When this story was reprinted in 2015, the year in the title was changed to '2104 AD' (probably because we didn't have flying cars yet) but rest assured, the original story was published in 1997 and eerily predicted elements of virtual home schooling now commonly found across the world!"

Archie Comics went ahead and shared the rest of the comic on Facebook, and it's fun to see what was eerily accurate and what was hilariously not.

"My video phone is flashing!" Betty thinks, as her pink magic-mirror-looking phone rings. Remember, most people didn't have cell phones at this point, and smartphones with cameras were a more futuristic idea than flying cars, oddly enough.

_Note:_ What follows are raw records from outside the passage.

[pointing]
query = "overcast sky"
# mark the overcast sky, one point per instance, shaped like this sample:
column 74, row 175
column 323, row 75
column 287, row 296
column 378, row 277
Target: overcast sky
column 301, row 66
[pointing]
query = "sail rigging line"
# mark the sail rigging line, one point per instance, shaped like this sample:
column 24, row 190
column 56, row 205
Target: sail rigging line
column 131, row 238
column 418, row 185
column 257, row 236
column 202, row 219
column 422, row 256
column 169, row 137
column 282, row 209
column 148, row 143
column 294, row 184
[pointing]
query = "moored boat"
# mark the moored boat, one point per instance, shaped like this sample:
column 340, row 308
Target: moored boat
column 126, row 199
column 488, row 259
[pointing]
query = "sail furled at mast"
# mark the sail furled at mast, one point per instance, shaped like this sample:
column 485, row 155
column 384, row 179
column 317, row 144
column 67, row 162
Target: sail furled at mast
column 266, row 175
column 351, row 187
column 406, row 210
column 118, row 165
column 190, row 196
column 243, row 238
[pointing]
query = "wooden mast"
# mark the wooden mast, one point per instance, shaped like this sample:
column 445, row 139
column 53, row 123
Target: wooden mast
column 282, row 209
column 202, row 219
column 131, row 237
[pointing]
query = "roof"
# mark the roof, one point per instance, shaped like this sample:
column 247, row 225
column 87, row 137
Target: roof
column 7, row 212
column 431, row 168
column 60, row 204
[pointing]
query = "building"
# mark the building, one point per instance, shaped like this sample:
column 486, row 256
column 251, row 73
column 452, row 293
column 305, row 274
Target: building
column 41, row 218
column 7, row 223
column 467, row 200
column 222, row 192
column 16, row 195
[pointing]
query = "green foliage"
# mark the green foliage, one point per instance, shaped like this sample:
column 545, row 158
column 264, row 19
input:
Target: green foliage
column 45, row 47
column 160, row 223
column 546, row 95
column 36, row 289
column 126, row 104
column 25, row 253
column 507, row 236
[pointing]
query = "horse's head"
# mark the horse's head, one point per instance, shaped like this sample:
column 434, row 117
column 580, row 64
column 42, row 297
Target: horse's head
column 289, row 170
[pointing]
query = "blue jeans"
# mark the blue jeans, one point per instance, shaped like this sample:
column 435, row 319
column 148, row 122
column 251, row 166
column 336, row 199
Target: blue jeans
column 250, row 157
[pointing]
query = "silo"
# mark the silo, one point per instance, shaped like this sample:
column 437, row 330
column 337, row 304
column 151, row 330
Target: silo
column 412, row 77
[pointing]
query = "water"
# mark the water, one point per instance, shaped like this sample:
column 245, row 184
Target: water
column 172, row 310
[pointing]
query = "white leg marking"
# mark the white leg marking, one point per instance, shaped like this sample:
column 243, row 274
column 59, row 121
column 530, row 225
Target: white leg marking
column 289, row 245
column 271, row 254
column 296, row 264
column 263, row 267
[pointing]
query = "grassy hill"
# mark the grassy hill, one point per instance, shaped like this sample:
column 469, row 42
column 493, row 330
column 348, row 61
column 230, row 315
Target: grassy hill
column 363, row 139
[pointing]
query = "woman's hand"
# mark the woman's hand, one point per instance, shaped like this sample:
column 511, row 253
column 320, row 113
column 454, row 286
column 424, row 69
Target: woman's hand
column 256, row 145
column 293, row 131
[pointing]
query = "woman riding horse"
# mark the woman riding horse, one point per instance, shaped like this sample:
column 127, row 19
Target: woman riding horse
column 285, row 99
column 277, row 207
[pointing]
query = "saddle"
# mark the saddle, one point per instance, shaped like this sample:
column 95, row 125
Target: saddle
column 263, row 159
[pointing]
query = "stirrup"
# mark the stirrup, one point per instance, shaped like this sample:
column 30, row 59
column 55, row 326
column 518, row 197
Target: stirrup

And as bizarre a year as it's been, I don't think any schools have instituted "closet detention" for at-home schoolers.

Betty's friends' "special video screen" she puts behind her to make her feel like she's not alone in class is pretty funny, and not terribly unlike the Zoom backgrounds we can virtually put behind ourselves.

They actually overshot a little with the super short skirts, as the micro-mini actually made a comeback in the early 2000s.

And yep, there's the good ol' futuristic flying car. Is there anything we've been more wrong about than the likelihood of flying around in cars by now? I don't think so.

The rest of the comic is the teens checking out the old high school museum, where they could see the cafeteria and bulletin board and "an actual classroom."

And Betty ultimately saying she wished she could "go back to the days of our old and obsolete high school."

Yep. That part's accurate for a lot of actual 2021 students as well.

Virtual schooling has been a mixed bag, with some kids thriving at home without the pressures and social drama of in-person school, while others have struggled without the structure and social stimulation of it. But no one was prepared for the sudden shift to online learning. The past year has been one long stretch of trial and error, forced flexibility, and constant adaptation. And it definitely wasn't the future—or present—any of us had hoped for.

Hopefully, we'll get those flying cars one of these days. In the meantime, we'll settle for basic in-person schooling and some semblance of normalcy.